Our home address is typically structured along the lines of “number, street, city, postcode, country”. And our entire postal delivery network is based on this system.
Our digital world is similar, and has an address system that allows network traffic to move around the internet. So, an IP (internet protocol) address — which also has its own implicit structure — is fundamentally a numeric address for an endpoint on the internet.
IP addresses serve a similar function to postal addresses. Postal addresses allow our mail to circulate, while IP addresses allow network traffic to move around the internet.
An online content delivery system
Akin to postal addresses, IP addresses are assigned to each recipient in a worldwide infrastructure. The recipient could be a single device such as a laptop, phone, tablet or even your air-conditioner controller — but could also be a network entry point to a large organisation.
Since its inception, IP was designed with simplicity and efficiency in mind. That’s why it has remained effective at handling internet traffic, starting on a network with four nodes in the late 1960s, to billions of devices today.
An IP address is a number in binary format, which means it has 32 digits (or bits) comprising 1s and 0s. The address is typically grouped as four 8-bit numbers, so each number is eight digits that are either a 1 or 0.
But we usually view IP addresses in a decimal format, wherein the value between 00000000-11111111 becomes a number between 0 and 255. So the complete IP address space ranges from 0.0.0.0 through to 255.255.255.255.
IP addresses are centrally managed by the Internet Assigned Numbers Authority, which delegates to one of five regional registries: Africa, America, Asia-Pacific, Latin America and Europe-West/Central Asia.
Not all addresses are available for use by anyone. Many are reserved for specific purposes. For example, three ranges of addresses (10.0.0.0—10.255.255.255, 192.168.0.0—192.168.255.255 and 172.16.0.0—172.31.255.255) are reserved for private networks such as your home.
IPv6: a new frontier
IPv4 (version 4) is the most widely used version of IP in the world right now. Dating back to the 1980s, it has a capacity of more than four billion unique addresses — which was considered enough back then.
But a combination of wasteful use (such as organisations being allocated larger IP address spaces than they need), and the exponential increase of users, is causing this space to run out.

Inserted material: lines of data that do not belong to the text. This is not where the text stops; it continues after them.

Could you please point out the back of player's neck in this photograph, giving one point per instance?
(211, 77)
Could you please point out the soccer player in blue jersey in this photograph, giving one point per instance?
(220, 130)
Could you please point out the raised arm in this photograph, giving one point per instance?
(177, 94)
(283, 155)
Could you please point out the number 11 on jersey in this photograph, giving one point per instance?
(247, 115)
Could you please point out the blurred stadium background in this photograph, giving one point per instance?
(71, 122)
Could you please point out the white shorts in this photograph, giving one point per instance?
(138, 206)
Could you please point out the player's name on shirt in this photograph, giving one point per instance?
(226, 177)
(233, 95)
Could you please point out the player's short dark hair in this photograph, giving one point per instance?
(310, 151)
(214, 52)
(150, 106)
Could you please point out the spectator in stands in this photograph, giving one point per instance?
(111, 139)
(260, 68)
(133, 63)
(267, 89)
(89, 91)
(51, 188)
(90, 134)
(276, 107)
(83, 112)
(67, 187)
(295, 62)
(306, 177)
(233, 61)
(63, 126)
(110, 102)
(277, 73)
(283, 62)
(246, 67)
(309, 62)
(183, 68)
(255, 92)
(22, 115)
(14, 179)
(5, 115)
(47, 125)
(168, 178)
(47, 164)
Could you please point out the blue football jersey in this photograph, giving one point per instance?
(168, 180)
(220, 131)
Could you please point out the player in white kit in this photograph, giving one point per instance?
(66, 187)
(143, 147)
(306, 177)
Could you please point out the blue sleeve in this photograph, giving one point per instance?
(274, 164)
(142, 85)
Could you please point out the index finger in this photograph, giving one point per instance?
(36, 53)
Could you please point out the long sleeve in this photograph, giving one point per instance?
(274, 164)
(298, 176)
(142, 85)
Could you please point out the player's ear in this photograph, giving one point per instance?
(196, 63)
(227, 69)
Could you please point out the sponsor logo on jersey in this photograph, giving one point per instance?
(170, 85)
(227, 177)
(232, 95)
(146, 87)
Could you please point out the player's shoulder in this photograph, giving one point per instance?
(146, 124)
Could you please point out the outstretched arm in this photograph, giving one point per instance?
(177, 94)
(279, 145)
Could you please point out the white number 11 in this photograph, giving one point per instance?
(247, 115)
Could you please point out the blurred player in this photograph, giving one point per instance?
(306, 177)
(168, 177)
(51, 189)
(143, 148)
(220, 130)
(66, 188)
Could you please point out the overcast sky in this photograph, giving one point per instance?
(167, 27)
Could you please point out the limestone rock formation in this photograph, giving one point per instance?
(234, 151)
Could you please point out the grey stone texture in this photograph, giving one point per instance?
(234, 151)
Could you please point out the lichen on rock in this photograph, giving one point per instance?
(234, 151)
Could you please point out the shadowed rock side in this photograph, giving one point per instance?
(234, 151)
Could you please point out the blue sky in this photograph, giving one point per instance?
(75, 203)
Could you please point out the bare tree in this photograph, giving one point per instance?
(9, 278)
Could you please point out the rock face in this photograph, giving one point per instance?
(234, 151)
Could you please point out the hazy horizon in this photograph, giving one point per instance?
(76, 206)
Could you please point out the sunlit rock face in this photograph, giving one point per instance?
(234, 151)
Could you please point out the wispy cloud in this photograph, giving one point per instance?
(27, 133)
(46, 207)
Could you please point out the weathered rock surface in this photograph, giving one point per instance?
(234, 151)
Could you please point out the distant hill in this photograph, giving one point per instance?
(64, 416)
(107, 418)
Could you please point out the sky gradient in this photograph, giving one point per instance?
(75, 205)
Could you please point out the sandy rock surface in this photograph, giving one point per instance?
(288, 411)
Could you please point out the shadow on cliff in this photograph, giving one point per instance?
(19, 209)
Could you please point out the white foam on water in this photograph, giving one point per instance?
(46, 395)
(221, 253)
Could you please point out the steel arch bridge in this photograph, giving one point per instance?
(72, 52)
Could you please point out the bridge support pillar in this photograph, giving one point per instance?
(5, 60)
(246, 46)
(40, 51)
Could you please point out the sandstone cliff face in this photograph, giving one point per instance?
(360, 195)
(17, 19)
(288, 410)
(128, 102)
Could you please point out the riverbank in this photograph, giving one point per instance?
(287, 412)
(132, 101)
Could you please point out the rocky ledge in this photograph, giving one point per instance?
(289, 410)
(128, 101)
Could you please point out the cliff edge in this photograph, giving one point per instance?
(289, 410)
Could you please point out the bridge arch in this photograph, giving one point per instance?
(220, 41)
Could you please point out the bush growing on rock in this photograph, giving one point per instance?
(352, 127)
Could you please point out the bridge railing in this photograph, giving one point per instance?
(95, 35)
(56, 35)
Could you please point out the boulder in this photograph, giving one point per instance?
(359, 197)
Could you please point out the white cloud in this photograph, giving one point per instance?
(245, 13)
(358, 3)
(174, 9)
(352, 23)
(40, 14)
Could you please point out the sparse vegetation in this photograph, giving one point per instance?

For now, IPv4 is still here. But its demise has long been predicted and it will eventually no longer be fit for purpose. There are technical solutions, however.
The most useful ones are Network Address Translation (more on this later) and a newer version of IP: version 6. Although IPv6 is newer than IPv4, it isn’t really “new”. It was originally proposed some 25 years ago.
The shift to IPv6 brings a range of benefits, even if they are basically transparent as far as consumers are concerned. The most significant change with IPv6 is the increase in the size of IP addresses from 32 bits to 128 bits.
Version 6 also boosts the total number of unique IP addresses on offer, up to some 340,282,366,920,938,463,463,374,607,431,768,211,456. Even with the rapid rise in device usage, this address pool should last us a long time.